Causes & Treatment Options

As you can see, diabetes insipidus is nothing to mess around with. Remember that it is not a common condition, but it’s helpful to know what causes it in the first place. John’s Hopkins explains, “Diabetes insipidus can be caused by several conditions, including the following:

  • malfunctioning hypothalamus
  • damage to hypothalamus or pituitary gland during surgery
  • brain injury
  • tumor
  • tuberculosis
  • blockage in the arteries leading to the brain
  • encephalitis
  • meningitis
  • sarcoidosis (a rare inflammation of the lymph nodes and other tissues throughout the body)

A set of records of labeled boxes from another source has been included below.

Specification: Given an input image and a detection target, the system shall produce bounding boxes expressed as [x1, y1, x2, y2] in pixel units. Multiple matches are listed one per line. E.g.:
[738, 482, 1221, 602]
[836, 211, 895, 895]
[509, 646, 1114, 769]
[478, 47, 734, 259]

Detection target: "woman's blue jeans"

Thankfully, these are not exactly average conditions for anyone. Equally positive is that treating diabetes insipidus is pretty simple. John’s Hopkins adds that “treatment may include modified antidiuretic hormone drugs administered either as injections, pills, or intranasal spray.” But ultimately, “treating diabetes insipidus depends on what is causing the disease. Specific treatment for diabetes insipidus will be determined by your physician based on:

  • your age, overall health, and medical history
  • extent of the disease
  • your tolerance for specific medications, procedures, or therapies
  • expectations for the course of the disease
  • your opinion or preference

As you can see, as long as you and your healthcare practitioner are aware of the condition, as well as monitoring and/or treating it, then you’re in good shape. The biggest problem is when you’re dealing with this condition and have no idea what’s happening. The easiest way to verify it, though, is by those two main symptoms of unquenchable thirst and excessive urination. Have you had experience with this uncommon condition? Tell us how you discovered it what treatment option has worked best for you.